The Ostrog Bible (Острозька Біблія; Острожская Библия) was the first complete printed edition of the Bible in Church Slavonic, published in Ostrog (now Ostroh, Ukraine) in the Polish–Lithuanian Commonwealth by the printer Ivan Fyodorov in 1581 with the patronage of Konstanty Wasyl Ostrogski. It was based mainly on Gennady's Bible and was the primary source for the Moscow Bible published in 1663 under Alexis of Russia.

== Description ==
The main source for the Ostrog Bible was Gennady's Bible, which was completed in 1499 in Novgorod, Russia. The Ostrog Bible was translated not from the (Hebrew) Masoretic Text, but from the (Greek) Septuagint. This translation comprised seventy-six books of the Old and New Testaments and a manuscript of the Codex Alexandrinus. Some parts were based on Francysk Skaryna's translations.

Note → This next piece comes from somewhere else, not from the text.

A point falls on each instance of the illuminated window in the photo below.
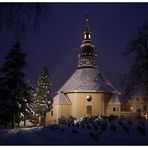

The Ostrog Bible was printed on two dates: 12 July 1580, and 12 August 1581. The second version differs from the 1580 original in composition, ornamentation, and correction of misprints. In the printing of the Bible, delays occurred, as it was necessary to remove mistakes, to search for correct textual resolutions of questions, and to produce a correct translation. The editing of the Bible delayed printing. In the meantime, Fyodorov and his company printed other biblical books. The first were those that did not require correcting: the Psalter and the New Testament.

==Significance==
The Ostrog Bible is a monumental publication of 1,256 pages, lavishly decorated with headpieces and initials, which were prepared especially for it. From the typographical point of view, the Ostrog Bible is irreproachable. This is the first Bible printed in Cyrillic type. It served as the original and model for further Russian publications of the Bible.

The importance of the first printed Cyrillic Bible can hardly be overestimated. Prince Ostrogski sent copies to Pope Gregory XIII and Russian tsar Ivan the Terrible, while the latter presented a copy to an English ambassador. When leaving Ostrog, Fyodorov took 400 books with him. Only 300 copies of the Ostrog Bible are extant today.

The Ostrog Bible was widely known in Ukraine, Russia, and Belarus, and also abroad. The Bodleian Library at Oxford University has a copy, and others were owned by King Gustavus Adolphus of Sweden and Cardinal Barberini, among many others. The Ostrog Bible later served as the primary source for the Moscow Bible published in 1663 under Alexis of Russia, and both were later used for the Elizabeth Bible of 1751.

The significance of the Ostrog Bible was enormous for Orthodox education, which had to resist strong Catholic pressure in Ukraine and Belarus.